29 November 2022: 10×10 hosted a salon with photographers Gabriella N. Báez and Oscar B. Castillo at Bungee Space on Manhattan’s Lower East Side. Báez shared La gente deprimida tiene sexo sucio y ganas de morir (Depressed People Have Dirty Sex and Want to Die) (Raya Editorial, 2022), while Castillo discussed Esos que saben (Raya Editorial, 2022).
La gente deprimida tiene sexo sucio y ganas de morir (Depressed People Have Dirty Sex and Want to Die) (Raya Editorial, 2022) is a diary transformed into a leporello photobook. Using Polaroid photography, drawings and texts, Gabriella N. Báez explores the complex relationship between sex, depression and identity. This diary-book-object brings together the crudeness, chaos and beauty of two years of Zoloft use, non-monogamous relationships, mourning and pleasure.

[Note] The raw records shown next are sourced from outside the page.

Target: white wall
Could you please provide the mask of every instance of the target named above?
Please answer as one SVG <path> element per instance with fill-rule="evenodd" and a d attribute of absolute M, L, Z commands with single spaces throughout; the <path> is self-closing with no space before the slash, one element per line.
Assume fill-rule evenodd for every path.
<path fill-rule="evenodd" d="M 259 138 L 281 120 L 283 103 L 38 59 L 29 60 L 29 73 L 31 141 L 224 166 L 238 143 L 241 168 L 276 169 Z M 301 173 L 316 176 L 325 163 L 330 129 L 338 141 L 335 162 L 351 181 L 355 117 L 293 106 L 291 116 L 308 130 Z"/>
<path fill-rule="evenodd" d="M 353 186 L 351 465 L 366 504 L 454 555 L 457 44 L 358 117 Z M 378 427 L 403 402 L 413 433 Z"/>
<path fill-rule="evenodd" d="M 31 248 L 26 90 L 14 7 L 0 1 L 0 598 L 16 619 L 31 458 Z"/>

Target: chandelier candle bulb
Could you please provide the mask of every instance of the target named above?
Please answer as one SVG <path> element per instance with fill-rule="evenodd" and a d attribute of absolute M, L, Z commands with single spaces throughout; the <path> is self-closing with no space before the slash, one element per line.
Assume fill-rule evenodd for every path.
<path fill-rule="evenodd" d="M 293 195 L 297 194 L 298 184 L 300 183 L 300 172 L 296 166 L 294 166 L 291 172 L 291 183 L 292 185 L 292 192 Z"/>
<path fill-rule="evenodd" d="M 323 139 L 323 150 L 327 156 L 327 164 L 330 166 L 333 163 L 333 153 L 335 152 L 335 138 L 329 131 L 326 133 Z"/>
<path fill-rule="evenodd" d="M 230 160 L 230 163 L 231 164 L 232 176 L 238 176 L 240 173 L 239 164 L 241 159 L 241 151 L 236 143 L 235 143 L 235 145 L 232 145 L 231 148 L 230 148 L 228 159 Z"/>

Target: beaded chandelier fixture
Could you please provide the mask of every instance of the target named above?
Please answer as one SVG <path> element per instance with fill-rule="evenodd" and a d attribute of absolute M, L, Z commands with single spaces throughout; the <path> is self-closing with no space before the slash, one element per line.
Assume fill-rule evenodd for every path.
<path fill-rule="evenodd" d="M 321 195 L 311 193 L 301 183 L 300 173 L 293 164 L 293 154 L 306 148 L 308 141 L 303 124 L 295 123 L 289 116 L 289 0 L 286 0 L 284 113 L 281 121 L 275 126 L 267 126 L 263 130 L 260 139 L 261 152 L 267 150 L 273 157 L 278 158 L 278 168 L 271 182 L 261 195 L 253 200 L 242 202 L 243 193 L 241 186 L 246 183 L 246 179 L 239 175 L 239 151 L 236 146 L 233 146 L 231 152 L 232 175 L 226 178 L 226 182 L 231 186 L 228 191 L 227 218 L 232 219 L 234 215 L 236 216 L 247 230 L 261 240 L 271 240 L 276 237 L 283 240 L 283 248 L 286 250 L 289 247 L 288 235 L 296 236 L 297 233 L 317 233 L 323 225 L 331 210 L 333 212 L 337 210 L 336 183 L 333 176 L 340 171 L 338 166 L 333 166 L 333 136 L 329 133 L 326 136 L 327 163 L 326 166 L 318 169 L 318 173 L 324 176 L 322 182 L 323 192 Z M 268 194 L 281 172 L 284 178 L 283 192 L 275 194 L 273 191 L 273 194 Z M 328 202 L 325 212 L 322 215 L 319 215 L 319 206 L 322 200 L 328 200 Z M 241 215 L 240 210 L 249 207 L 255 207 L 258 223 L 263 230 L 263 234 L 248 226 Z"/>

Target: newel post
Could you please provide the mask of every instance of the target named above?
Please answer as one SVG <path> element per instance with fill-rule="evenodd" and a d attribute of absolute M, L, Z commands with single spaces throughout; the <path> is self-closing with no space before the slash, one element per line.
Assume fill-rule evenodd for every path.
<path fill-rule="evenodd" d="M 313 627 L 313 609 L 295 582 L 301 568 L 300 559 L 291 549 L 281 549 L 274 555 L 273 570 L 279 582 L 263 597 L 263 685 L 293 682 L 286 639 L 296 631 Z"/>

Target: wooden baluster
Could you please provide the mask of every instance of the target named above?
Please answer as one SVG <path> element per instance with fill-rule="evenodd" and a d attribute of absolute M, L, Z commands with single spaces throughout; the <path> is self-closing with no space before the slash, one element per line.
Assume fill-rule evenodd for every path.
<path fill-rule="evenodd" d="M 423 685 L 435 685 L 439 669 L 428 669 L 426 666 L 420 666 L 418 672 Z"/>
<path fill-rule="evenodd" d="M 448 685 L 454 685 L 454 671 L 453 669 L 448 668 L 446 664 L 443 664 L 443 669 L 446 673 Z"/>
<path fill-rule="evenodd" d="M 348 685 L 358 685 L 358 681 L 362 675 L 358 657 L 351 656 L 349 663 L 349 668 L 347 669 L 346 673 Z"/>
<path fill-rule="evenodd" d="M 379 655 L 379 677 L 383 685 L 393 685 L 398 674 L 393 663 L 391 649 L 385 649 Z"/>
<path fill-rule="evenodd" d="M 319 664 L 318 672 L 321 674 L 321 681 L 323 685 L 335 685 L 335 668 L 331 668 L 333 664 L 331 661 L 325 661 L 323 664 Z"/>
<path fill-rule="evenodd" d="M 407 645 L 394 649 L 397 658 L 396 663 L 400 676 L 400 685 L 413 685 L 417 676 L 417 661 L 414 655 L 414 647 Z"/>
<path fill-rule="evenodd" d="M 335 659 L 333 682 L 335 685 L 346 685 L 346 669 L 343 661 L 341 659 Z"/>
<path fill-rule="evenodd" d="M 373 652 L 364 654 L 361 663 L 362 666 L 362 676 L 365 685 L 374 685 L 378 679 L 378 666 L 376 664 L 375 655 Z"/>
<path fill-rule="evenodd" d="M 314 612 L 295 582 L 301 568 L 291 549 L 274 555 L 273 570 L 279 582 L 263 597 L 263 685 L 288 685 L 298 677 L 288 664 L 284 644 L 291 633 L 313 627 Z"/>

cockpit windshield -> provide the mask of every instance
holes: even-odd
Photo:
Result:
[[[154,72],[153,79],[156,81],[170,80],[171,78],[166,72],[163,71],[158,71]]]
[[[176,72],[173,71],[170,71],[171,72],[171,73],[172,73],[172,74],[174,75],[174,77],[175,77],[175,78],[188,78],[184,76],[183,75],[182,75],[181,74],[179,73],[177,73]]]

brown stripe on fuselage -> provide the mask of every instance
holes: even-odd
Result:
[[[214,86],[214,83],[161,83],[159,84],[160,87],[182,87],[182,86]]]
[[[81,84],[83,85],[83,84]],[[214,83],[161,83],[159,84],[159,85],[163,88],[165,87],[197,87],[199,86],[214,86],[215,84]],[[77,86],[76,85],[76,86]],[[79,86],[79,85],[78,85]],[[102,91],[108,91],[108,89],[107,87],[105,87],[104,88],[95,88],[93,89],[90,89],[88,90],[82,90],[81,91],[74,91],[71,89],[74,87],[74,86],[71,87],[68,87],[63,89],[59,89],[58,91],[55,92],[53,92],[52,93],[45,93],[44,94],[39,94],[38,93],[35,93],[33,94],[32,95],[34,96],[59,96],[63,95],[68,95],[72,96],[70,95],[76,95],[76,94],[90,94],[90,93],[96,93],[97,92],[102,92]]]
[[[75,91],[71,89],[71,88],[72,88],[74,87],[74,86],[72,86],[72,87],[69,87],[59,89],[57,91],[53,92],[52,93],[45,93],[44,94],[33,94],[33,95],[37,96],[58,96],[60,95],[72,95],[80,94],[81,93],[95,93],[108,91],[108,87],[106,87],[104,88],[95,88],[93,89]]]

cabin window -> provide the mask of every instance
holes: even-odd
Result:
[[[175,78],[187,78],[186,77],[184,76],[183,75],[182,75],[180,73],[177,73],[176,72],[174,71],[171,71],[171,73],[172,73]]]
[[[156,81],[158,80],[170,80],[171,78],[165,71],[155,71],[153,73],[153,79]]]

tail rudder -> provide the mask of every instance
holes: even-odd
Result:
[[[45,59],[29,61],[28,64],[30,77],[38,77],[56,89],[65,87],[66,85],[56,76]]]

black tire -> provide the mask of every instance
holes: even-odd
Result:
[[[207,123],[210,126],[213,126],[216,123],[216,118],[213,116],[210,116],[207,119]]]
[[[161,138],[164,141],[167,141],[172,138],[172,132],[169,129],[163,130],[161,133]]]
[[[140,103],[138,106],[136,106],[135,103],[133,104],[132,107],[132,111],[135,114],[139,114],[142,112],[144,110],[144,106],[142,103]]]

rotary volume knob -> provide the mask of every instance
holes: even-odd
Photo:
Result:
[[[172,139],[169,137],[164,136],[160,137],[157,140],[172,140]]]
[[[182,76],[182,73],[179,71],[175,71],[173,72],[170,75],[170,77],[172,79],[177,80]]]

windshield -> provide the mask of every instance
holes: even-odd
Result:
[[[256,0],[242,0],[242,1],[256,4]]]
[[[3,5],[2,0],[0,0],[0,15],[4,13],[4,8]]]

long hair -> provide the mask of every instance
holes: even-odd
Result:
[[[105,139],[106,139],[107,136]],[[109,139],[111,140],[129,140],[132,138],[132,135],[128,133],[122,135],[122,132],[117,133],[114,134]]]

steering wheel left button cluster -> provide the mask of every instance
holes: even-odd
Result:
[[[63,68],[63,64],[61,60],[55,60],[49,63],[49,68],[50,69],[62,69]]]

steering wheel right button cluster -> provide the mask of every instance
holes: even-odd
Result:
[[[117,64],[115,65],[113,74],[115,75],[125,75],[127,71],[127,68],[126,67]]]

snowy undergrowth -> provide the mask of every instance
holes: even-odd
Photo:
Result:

Gabriella N. Báez (@gabriellanbaez) is a mixed media artist and visual storyteller based in San Juan, Puerto Rico. They focus on documenting intimate subjects: their father’s suicide post-Hurricane María, family relations of the queer community, sex work, and the relationship between grief, sexuality, depression and the body. They have been published in National Geographic and TIME, among other publications. Báez is a Magnum Foundation fellow, and their work is currently on view at the Whitney Museum of American Art.
Esos que saben (Those Who Know) (Raya Editorial, 2022) is the result of a seven-year collaboration between Oscar B. Castillo and Free Convict, a Hip Hop collective born inside the General Penitentiary of Venezuela: a prison ruled by the prisoners. Through photography, documents, interventions and collages, the book chronicles how these young men—living in a system that sees them as a lost cause, with all the odds against them—built their own path for redemption.
Oscar B. Castillo (@eltestigo44) is a documentary photographer and multimedia artist focussing on subjects related to the causes and consequences of political rupture and its impact on civil society. His work emphasizes initiatives for inclusion and community empowerment, while questioning the structures of power, the media industry and the role we can play in a deeper and more effective debate. Castillo’s work has been published in major international publications and has been recognized by several fellowships including The Magnum Foundation.
A big thank you to Shisi and the staff of Bungee Space for hosting this salon.